The expert also noted that as it is a state-owned company, EPS is very close to the government, so the interests of the coal industry are much better represented in Belgrade’s policy-making apparatus than any cleaner and greener energy alternatives.
Meanwhile, state prosecutors launched an investigation earlier this year into the company’s mine managers at Kolubara. They were suspected of leasing equipment at vastly inflated prices and of selling coal cheaply to intermediaries, who then made significant profits selling it on to power stations.
A recent internal audit at EPS also revealed unjustified increases in expenditures to the benefit of private companies, according to a letter CEE Bankwatch wrote to the EBRD urging it to postpone its investment decision.
A similar call comes from the local community from Vreoci, a village set to be relocated in order for the mine to be expanded.
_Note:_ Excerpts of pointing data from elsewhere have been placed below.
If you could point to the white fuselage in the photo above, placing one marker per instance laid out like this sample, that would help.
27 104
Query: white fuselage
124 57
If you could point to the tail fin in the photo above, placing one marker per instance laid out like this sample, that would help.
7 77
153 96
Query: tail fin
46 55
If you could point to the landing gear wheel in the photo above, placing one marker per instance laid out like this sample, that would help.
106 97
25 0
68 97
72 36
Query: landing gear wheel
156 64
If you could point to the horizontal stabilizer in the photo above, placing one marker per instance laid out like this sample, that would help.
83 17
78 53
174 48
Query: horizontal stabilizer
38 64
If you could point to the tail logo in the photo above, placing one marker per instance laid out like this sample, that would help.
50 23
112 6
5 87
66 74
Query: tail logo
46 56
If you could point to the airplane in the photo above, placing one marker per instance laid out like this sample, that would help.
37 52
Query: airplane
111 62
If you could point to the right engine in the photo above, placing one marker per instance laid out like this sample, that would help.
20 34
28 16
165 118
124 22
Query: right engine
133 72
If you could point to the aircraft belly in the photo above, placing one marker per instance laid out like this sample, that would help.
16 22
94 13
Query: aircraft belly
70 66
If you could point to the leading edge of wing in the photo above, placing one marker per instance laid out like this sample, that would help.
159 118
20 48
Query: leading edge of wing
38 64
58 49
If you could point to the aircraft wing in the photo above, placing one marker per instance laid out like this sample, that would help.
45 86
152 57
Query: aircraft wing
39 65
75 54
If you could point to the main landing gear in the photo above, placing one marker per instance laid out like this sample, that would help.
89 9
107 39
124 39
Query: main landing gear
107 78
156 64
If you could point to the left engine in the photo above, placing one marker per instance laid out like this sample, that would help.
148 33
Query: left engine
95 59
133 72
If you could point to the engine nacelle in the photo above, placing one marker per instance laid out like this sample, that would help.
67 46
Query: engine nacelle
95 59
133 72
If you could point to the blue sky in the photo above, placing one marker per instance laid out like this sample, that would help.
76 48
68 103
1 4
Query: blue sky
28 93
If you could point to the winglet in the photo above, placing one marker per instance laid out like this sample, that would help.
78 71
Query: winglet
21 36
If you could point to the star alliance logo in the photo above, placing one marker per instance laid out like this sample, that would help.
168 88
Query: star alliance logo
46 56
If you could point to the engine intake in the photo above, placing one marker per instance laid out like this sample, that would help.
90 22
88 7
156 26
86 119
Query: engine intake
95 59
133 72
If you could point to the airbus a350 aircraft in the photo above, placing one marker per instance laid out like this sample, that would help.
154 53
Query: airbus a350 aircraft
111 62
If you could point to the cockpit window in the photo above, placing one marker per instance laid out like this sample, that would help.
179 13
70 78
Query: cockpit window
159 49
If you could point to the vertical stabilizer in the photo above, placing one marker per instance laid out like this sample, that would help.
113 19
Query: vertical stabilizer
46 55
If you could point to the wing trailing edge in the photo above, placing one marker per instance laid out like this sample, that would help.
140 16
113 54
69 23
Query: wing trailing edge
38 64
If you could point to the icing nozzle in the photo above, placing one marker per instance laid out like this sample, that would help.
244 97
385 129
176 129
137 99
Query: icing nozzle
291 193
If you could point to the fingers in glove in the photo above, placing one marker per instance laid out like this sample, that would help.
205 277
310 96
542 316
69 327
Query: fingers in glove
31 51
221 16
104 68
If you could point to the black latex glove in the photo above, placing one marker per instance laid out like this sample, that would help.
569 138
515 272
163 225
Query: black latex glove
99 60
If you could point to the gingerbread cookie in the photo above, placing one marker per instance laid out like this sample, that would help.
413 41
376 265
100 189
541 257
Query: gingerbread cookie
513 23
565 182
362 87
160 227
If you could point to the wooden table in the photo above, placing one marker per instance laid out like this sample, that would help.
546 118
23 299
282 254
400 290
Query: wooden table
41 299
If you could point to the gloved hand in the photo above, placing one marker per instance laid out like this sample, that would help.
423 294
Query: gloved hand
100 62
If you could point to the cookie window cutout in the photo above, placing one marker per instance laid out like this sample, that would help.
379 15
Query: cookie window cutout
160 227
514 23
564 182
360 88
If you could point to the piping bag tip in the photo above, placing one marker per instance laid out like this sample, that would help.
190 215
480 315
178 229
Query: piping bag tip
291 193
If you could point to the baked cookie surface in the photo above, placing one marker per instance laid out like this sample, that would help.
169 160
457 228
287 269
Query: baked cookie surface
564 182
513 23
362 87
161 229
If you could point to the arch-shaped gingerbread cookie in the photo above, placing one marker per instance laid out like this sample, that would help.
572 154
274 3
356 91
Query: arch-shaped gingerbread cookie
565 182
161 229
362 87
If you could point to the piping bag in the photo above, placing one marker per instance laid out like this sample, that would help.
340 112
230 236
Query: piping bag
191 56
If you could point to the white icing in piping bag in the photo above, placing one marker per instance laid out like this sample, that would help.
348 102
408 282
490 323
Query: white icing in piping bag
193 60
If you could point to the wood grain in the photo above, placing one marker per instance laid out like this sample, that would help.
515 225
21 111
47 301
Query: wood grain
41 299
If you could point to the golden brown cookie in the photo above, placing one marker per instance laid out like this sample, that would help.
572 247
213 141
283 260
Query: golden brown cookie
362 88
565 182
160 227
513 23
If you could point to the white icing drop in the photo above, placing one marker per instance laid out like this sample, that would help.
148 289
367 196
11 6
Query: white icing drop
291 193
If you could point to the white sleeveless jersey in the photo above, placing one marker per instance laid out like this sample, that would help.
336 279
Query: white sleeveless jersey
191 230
In a letter sent to the EBRD, the Vreoci villagers point to “corruption and misuse of funds aimed for relocation of the people in Vreoci, violation of the laws and the Serbian Constitution and delays in the implementation” of the relocation plan.
“People in Vreoci are confused, they live in uncertainty and in fear, as the media have produced a picture of their totally groundless opposition to relocation which is at the end endangering electric energy security and production of the electric energy in the whole Serbia,” the letter reads.
The villagers, set to stage a protest in front of the EBRD office in Belgrade on Friday, are particularly upset by the fact that the local cemetery is already being levelled down and exhumations are being carried out without the consent of the families. Heavy police presence has blocked access to the cemetery and church.
“Citizens are in fear that more then half of our deceased will be forgotten, not evidenced, not respected and excavated violently without right on exhumations and church ceremony,” they write.